Desde 2020, o Acre já contabilizou 444.878 notificações, das quais 176.241 foram confirmadas e 2.119 evoluíram para óbito. A maioria dos casos confirmados entre 2023 e 2025 ocorreu na faixa etária de 40 a 49 anos, em ambos os sexos, com predominância de mulheres, que representam 62,8% das infecções no período.
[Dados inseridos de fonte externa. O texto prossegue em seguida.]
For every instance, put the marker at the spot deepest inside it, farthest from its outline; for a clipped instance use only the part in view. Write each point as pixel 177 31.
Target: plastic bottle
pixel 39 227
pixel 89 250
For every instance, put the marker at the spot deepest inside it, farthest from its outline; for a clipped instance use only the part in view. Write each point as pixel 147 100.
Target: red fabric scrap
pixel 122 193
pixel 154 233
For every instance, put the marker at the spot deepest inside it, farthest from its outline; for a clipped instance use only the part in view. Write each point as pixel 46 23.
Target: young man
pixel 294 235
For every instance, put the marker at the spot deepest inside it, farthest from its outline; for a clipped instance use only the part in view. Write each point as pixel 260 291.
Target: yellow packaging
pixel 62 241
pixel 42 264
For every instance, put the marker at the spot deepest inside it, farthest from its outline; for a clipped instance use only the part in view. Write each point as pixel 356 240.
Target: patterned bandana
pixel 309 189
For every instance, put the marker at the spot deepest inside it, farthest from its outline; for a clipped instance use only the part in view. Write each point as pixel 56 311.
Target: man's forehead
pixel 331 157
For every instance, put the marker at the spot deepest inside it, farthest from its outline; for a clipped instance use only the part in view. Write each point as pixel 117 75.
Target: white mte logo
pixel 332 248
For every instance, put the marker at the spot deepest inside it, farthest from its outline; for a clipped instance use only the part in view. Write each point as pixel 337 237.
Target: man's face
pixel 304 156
Em 2025, os dados mostram maior concentração de casos entre pessoas pardas (67,6%), seguidas por amarelas (13,5%), brancas (12%), pretas (2,4%) e indígenas (0,3%). Apesar da ampla circulação, a letalidade permanece relativamente baixa: 0,4% no período de 2023 a 2025.
As mortes, no entanto, continuam atingindo principalmente os mais vulneráveis. Dos 79 óbitos registrados entre 2023 e 2025, a maioria ocorreu em pessoas com mais de 60 anos, com distribuição semelhante entre homens e mulheres. Em 65,8% dos casos, as vítimas apresentavam comorbidades.
A incidência acumulada da doença no estado, entre 2023 e 2025, é de 1.985 casos por 100 mil habitantes, com Acrelândia liderando o ranking, tanto no período acumulado (3.867/100 mil) quanto em 2025, quando o município chegou a 1.433 casos por 100 mil habitantes. No estado, a incidência deste ano está em 544,8 casos por 100 mil habitantes.
A análise genética do vírus indica que a variante Ômicron segue dominante. Amostras sequenciadas no Acre identificaram seis sublinhagens, com destaque para a JN.1, atualmente predominante no Brasil, além de variantes recombinantes como a XDR.